Ich erlaubte dem Wind

durch meinen Sprachraum

zu fliegen

 

schickte ihn 

zu dir 

mit einem Gruß 

 

Hat er 

dich schon erreicht 

Sprachbruder 

/

J’ai permis au vent

à travers l’espace de ma langue

de voler

 

l’ai envoyé

à toi

avec un salut

 

Est-il

jusqu’à toi    déjà parvenu

frère de langue

Rose Ausländer, 

 Noch ist Raum

1976.

Saluer, c’est accueillir et reconnaître. C’est indiquer d’un geste, même maladroit, même avorté parfois, l’existence d’un espace, l’émergence d’un milieu où se rejoindre, se rencontrer. 

Avec un salut, donc, on peut, on vient montrer, manifester le présent de sa présence à l’autre - c’est bien ce que dit, entre autres, le poème de R. Ausländer. Et ce présent de notre présence est double : à la fois temps et don - parfois don du temps : hospitalité même. 

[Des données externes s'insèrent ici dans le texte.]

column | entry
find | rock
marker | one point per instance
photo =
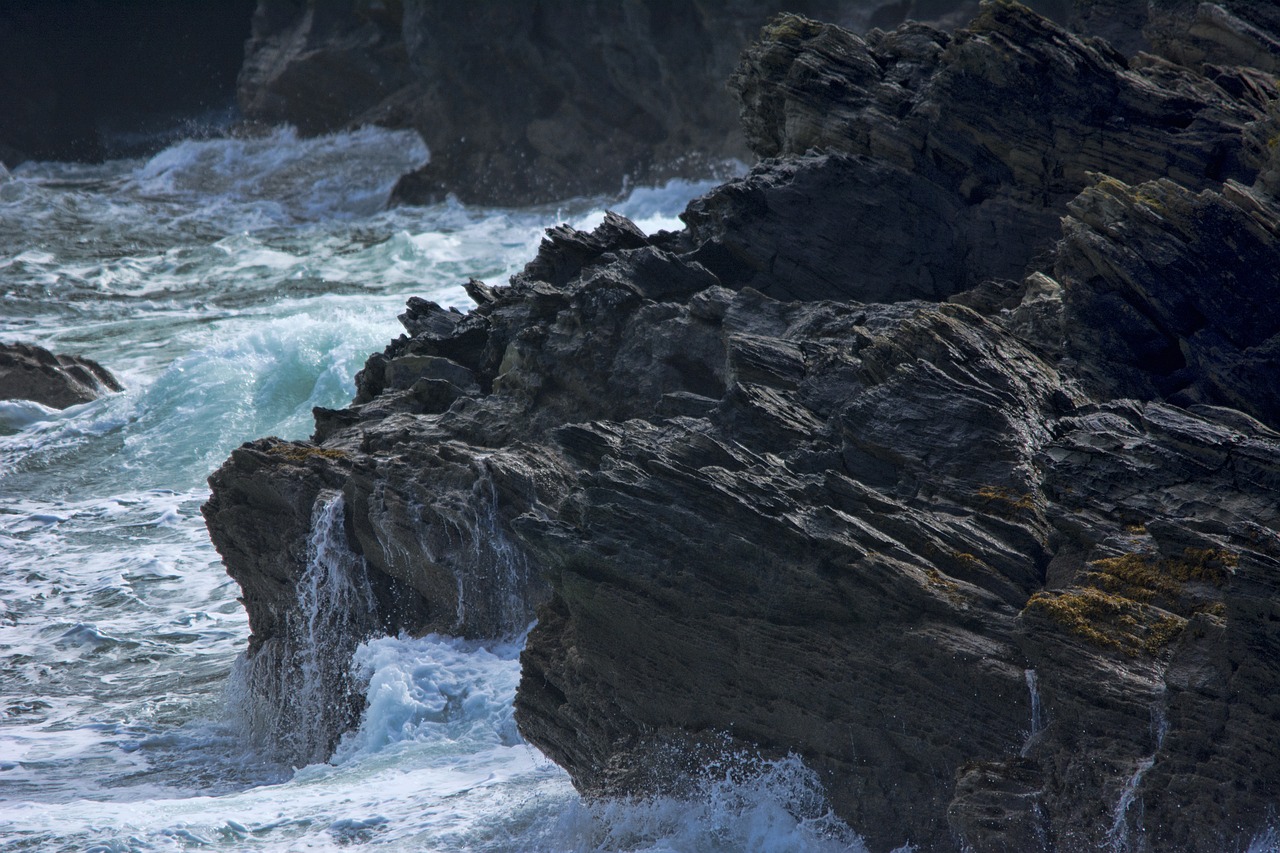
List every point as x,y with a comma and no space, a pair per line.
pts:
973,142
321,65
571,100
81,80
1224,33
32,373
942,459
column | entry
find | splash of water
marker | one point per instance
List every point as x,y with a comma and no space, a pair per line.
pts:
1119,836
297,694
1037,710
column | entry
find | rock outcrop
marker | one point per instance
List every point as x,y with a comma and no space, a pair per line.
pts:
81,80
530,103
938,450
32,373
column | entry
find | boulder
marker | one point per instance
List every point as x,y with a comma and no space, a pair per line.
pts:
942,457
28,372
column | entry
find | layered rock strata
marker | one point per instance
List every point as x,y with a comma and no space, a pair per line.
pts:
942,456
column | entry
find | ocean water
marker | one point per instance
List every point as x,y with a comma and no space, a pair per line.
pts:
232,284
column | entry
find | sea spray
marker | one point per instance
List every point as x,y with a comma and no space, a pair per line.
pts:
776,806
1037,723
296,694
1119,836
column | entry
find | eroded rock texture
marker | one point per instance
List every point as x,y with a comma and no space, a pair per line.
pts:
942,455
32,373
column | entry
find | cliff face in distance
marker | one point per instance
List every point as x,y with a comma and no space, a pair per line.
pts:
938,450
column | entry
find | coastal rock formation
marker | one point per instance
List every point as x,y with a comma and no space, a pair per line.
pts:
81,80
940,450
32,373
574,99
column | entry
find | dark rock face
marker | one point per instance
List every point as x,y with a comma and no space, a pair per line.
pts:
944,457
570,99
974,141
86,80
28,372
530,103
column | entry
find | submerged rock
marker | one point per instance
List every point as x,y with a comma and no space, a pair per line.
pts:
32,373
942,457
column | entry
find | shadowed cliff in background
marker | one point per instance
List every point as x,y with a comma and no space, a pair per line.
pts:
938,450
525,103
90,80
519,103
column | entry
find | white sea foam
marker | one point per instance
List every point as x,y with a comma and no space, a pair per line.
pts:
233,284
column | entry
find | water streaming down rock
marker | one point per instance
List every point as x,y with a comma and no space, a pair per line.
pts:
1037,721
296,693
1120,835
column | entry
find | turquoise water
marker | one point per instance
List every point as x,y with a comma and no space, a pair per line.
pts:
232,284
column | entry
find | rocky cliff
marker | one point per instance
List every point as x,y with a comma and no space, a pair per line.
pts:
938,450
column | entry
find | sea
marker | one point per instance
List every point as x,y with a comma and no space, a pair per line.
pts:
232,284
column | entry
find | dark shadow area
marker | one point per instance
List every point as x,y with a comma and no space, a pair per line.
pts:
90,80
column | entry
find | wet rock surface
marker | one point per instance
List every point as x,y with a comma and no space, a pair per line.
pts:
967,496
28,372
538,101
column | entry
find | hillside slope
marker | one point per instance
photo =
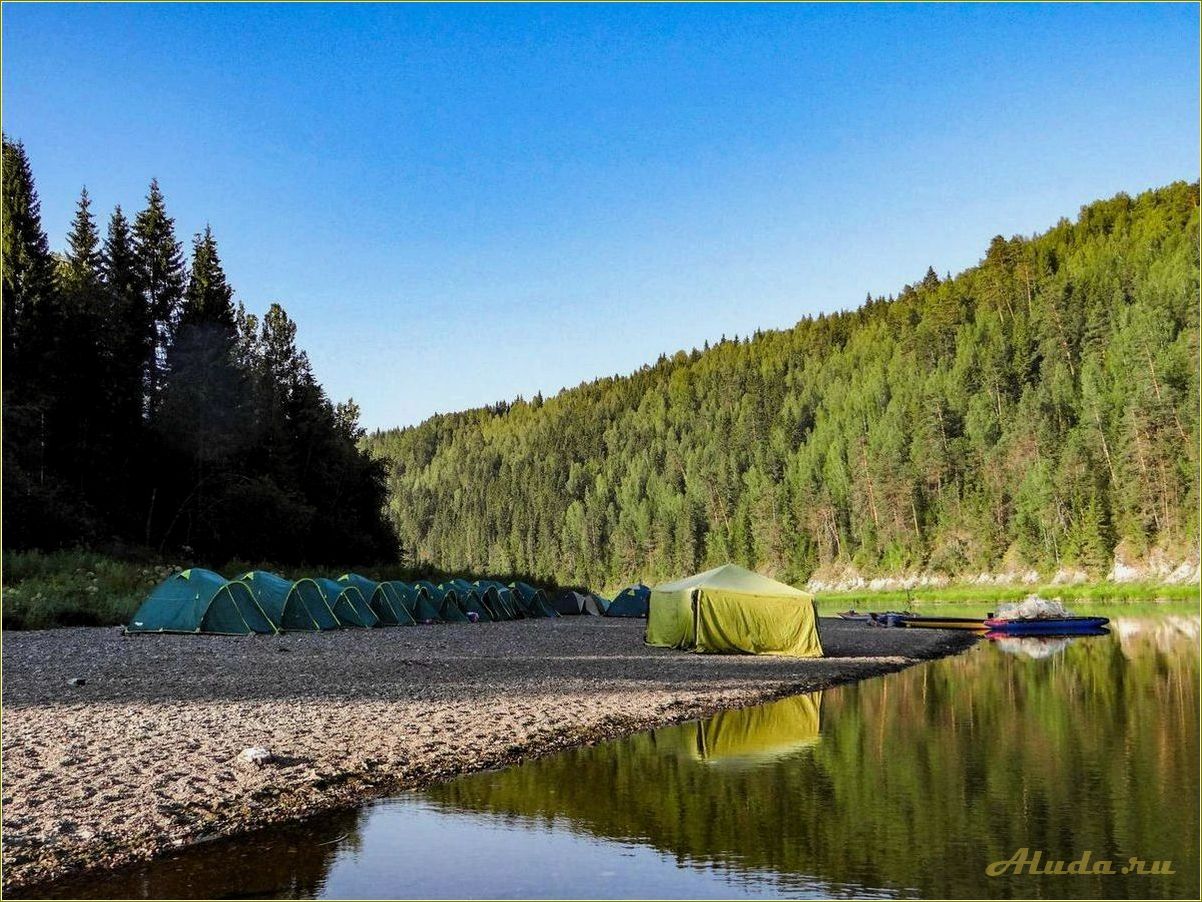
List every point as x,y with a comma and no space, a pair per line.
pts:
1037,410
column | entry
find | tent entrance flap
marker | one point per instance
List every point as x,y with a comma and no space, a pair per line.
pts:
733,611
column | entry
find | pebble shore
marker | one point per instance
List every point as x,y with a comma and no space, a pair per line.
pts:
143,758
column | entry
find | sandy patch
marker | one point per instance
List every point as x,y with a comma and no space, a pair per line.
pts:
142,758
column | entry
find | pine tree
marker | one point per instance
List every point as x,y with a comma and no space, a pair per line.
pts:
161,277
28,273
78,379
208,297
81,273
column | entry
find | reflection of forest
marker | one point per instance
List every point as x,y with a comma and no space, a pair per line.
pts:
290,862
918,781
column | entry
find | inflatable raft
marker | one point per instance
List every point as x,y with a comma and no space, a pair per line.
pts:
1047,625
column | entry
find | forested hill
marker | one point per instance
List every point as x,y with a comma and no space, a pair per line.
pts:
1040,409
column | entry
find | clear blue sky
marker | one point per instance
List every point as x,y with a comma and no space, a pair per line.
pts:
459,205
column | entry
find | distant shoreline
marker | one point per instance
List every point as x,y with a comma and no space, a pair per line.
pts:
142,759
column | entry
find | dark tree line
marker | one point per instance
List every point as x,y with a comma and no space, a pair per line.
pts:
142,407
1037,410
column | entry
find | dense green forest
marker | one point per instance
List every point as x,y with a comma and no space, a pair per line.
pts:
144,410
1040,409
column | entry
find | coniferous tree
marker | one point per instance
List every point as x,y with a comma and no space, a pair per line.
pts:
81,423
161,277
29,290
36,504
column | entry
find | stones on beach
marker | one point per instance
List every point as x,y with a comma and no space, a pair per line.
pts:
255,757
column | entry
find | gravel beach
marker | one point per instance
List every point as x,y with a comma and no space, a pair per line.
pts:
142,758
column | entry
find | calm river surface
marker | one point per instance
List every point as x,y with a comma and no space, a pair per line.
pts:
903,785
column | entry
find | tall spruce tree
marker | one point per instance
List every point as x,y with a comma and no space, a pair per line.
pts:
81,421
161,277
37,508
29,290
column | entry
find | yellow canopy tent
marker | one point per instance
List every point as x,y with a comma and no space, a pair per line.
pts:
732,610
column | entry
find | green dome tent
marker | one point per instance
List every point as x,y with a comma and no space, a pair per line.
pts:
201,601
577,603
416,600
382,599
469,599
630,603
347,604
290,605
534,601
495,603
446,601
504,604
735,611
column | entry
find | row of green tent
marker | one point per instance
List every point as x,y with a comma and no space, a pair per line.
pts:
200,600
629,603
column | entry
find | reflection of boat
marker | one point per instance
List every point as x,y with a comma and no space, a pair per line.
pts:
760,734
1036,647
1047,625
976,623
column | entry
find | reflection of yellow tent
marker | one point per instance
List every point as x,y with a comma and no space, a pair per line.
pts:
761,733
733,610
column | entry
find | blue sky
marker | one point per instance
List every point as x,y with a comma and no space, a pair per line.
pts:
459,205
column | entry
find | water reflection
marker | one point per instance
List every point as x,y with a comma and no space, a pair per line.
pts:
908,784
920,779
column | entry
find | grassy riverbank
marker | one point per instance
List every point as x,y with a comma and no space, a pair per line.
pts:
87,588
970,593
142,758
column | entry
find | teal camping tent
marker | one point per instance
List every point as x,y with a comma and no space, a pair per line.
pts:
290,605
505,605
347,604
469,599
446,601
578,603
201,601
630,603
534,601
417,601
382,599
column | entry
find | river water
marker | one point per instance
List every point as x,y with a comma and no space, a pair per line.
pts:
909,784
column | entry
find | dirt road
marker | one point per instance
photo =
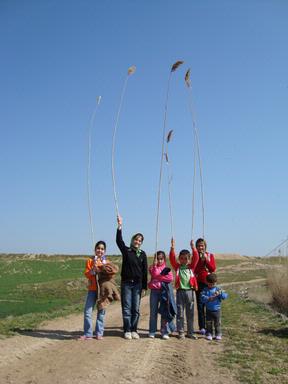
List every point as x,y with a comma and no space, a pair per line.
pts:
52,354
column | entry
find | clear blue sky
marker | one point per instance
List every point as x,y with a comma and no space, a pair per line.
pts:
57,56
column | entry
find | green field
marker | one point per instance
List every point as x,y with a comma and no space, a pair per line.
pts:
32,290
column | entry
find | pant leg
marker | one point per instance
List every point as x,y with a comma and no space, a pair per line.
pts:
99,329
180,303
189,309
126,304
154,305
217,323
88,309
209,323
135,310
200,306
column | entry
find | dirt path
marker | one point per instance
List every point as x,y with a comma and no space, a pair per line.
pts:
52,354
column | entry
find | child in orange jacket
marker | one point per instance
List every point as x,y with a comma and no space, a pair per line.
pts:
93,267
185,284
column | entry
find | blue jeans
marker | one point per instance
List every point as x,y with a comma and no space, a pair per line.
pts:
166,327
201,306
130,302
89,306
185,303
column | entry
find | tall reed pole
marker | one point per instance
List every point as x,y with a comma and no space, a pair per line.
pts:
130,71
90,128
197,146
173,69
169,178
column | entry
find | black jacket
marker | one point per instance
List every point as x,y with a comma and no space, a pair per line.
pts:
134,268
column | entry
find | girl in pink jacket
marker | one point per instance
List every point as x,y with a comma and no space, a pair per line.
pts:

Et l’espace alors se configure autrement : quelque chose s’invente qui fait la distance s’éloigner et l’approche possible. En un mot, la manifestation de notre présence à l’autre ouvre le chemin d’une croisée ; et le temps d’un accompagner. Mission ! sans doute de l’éditeur : inventer l’espace possible d’une rencontre - entre l’auteur et lui-même, d’abord, entre l’auteur et le lecteur et l’auteur ensuite. 

Le livre, c’est d’abord cela, et avec autant d’incertitude et d’errance, de confiance accordée à/dans l’à-venir, que pour la feuille peut-être détachée et menée (où ?) par le vent et à son gré. 

Avec un salut, donc - le geste, la collection ; cette collection qui veut  être ce geste - on tente la mise en espace-temps de ce précaire qu’est la reconnaissance. 

Ici, pour les éditions atmen : vis-à-vis des auteurs du passé déjà publié qu’il faut bien saluer à nouveau ; et de nouveau publier : la mémoire, où s’entretient, et les choses de l’esprit, même les plus grandes, peuvent disparaître, faute d’être connues, reconnues. 

Avoir soin, souci de ce non-oubli, offrir l’hospitalité - de la Maison ; mais pas seulement vis-à-vis des morts mais aussi des vivants, du passé mais de l’avenir : les auteurs du temps présent.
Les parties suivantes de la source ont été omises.